As he points out in the article, many of the tools to do this are already there. Many people understand why certain items are scarce, and so it's understood what needs to happen to change that scarcity. Seattle city councilwoman Kshama Sawant has made a name for herself by being at the head of any parade that blames Seattle's housing costs on large companies like Amazon. This despite the fact that it's been understood since 2008 that a large part of what's been driving home prices upwards has been Washington State's Growth Management Act, which constrained the amount of buildable land when demand was rising. Add in NIMBYs who don't want high-density rental housing in their neighborhoods, and one can see how the prices for the limited local home stock keep rising.
But rather than embrace the idea that the area needs to look at its regulatory and political environment, Councilwoman Sawant tends to focus on the scarcity, as a way of prompting people to support her particular brand of redistributionist policies.

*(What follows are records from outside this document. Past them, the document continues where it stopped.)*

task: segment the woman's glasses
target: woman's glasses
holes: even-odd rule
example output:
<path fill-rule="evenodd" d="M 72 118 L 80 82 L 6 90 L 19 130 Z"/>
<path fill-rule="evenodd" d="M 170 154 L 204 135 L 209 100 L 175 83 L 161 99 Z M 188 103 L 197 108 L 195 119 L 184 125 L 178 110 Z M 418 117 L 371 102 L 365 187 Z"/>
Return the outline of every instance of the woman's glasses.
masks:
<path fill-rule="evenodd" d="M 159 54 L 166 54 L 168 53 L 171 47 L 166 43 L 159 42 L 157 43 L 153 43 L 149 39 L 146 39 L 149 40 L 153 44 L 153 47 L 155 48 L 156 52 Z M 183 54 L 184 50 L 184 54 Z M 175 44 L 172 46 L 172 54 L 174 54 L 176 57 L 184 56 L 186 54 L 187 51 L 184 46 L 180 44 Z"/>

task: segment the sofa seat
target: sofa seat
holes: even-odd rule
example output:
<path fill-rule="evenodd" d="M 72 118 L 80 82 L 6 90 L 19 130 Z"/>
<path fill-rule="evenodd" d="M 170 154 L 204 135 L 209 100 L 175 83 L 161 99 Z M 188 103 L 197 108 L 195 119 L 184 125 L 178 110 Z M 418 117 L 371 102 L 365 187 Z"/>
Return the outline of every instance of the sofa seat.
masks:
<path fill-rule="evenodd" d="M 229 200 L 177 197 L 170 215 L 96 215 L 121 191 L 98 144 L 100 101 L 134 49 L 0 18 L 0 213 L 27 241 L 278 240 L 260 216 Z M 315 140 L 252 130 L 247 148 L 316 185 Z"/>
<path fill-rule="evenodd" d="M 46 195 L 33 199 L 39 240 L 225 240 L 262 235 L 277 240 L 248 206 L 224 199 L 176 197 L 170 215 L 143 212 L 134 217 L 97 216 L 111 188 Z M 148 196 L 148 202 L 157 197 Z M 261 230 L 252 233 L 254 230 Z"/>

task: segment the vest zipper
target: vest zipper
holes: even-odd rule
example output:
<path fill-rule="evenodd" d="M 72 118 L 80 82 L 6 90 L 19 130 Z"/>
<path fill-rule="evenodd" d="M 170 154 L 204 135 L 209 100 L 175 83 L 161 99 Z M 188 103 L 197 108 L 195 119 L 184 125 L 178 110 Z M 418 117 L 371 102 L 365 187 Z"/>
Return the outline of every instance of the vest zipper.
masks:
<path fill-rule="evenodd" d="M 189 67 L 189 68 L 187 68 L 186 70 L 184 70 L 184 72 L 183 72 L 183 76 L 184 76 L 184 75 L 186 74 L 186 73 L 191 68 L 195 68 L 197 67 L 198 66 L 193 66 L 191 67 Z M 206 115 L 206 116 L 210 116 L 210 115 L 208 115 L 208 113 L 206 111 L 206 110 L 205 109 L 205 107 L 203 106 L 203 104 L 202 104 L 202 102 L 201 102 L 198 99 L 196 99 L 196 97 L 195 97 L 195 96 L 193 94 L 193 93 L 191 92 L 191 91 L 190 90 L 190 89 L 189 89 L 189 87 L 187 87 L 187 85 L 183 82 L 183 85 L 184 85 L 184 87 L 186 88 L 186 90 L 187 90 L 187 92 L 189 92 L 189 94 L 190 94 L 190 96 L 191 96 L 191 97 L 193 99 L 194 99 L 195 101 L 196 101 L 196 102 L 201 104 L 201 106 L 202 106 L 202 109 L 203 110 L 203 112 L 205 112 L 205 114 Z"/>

And not that I have anything against redistribution, per se. I think there are often better ways of going about it is all.
That, however, means becoming less attached to scarcity as something that can provide the resources needed to transcend, well, scarcity. I look forward to what Mr. Thompson is going to propose as his series goes on, because I'm of the opinion that the United States is too attached to the idea of scarcity to really thrive. A lot of the current divide in the American political system is driven by people having the understanding that the country has too many people who are not like them, but who want what they have. An abundance agenda could help change that. Because however much it may be true that wealthy people are not above theft, as a general rule, someone who wants for little has fewer incentives to steal than someone who doesn't know where their next meal or safe night will come from.
American society doesn't need to be so aggressively efficient to sustain itself. The world won't end if people can manage to keep themselves from starving only working 32 or even 25 hours a week. American politics does really see a way to make that point. Let's see if opinion journalism can manage it, instead.